A Exposição tem já disponível um excelente site.

Comunicado à imprensa:
14 de Abril, às 18.00 horas
inauguração da exposição
A Voz das Vítimas
na antiga Cadeia do Aljube, em Lisboa

A Fundação Mário Soares, o Instituto de História Contemporânea da Faculdade de Ciências Sociais e Humanas da Universidade Nova de Lisboa e o Movimento Cívico Não Apaguem a Memória! organizam, em colaboração com a Câmara Municipal de Lisboa, na antiga
Cadeia do Aljube, a exposição A Voz das Vítimas.

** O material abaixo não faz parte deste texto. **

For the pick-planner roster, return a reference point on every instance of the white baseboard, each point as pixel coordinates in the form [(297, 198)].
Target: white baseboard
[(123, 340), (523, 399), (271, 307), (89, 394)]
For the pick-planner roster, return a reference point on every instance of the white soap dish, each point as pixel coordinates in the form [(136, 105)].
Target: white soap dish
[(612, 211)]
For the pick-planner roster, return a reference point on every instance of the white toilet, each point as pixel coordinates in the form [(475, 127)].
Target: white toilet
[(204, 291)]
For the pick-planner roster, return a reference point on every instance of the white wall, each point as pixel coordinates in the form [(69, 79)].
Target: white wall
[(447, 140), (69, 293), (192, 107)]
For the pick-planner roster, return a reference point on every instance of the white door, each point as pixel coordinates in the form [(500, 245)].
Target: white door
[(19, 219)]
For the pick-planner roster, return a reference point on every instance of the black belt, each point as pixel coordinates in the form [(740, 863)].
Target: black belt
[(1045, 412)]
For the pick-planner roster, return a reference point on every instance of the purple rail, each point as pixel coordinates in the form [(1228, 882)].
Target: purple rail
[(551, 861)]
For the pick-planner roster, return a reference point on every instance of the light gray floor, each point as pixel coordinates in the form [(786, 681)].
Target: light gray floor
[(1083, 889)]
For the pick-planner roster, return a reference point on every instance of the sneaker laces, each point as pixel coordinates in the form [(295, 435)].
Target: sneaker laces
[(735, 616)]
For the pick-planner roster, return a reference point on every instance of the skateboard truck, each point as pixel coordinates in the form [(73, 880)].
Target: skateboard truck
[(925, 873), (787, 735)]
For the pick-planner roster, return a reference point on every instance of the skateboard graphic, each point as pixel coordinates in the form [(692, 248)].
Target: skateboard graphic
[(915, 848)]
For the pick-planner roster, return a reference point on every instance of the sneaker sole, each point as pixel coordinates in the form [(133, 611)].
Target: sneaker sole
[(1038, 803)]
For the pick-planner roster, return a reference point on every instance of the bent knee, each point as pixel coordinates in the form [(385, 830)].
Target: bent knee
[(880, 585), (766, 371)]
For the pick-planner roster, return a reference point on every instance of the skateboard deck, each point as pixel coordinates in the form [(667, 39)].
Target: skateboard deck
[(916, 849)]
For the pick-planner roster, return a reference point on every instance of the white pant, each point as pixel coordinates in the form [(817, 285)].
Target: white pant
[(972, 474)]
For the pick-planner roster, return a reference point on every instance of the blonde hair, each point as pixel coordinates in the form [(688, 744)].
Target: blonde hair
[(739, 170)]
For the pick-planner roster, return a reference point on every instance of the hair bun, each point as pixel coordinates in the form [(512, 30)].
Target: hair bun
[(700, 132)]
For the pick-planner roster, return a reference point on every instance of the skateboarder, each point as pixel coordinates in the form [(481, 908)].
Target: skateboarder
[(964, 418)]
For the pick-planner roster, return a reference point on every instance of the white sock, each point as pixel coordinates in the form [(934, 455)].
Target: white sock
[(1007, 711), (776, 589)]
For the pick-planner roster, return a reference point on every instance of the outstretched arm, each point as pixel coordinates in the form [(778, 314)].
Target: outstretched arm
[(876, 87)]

O projecto nasceu da ideia de fazer justiça às vítimas da repressão durante a ditadura, mostrando, de modo necessariamente breve, como esta se organizou e quais foram as condições em que milhares de homens e mulheres a sofreram, nas masmorras daquele regime, na tortura e, algumas vezes, morrendo pelos seus ideais.

Quisemos imprimir a esta exposição o máximo rigor histórico como condição essencial para a memória de tempos a que não queremos retornar, mas cuja violência queremos entender e fazer entender.

Esta exposição, que contou com o empenhamento activo da Câmara Municipal de Lisboa, as parcerias da RTP-Rádio e Televisão de Portugal e da Direcção-Geral de Arquivos, foi apoiada pela Comissão Nacional das Comemorações do Centenário da República e pela Secretaria de Estado da Cultura.

Considerando a relevância histórica e cívica desta iniciativa, ficaremos muito honrados se esse órgão de comunicação social der o devido relevo a esta iniciativa.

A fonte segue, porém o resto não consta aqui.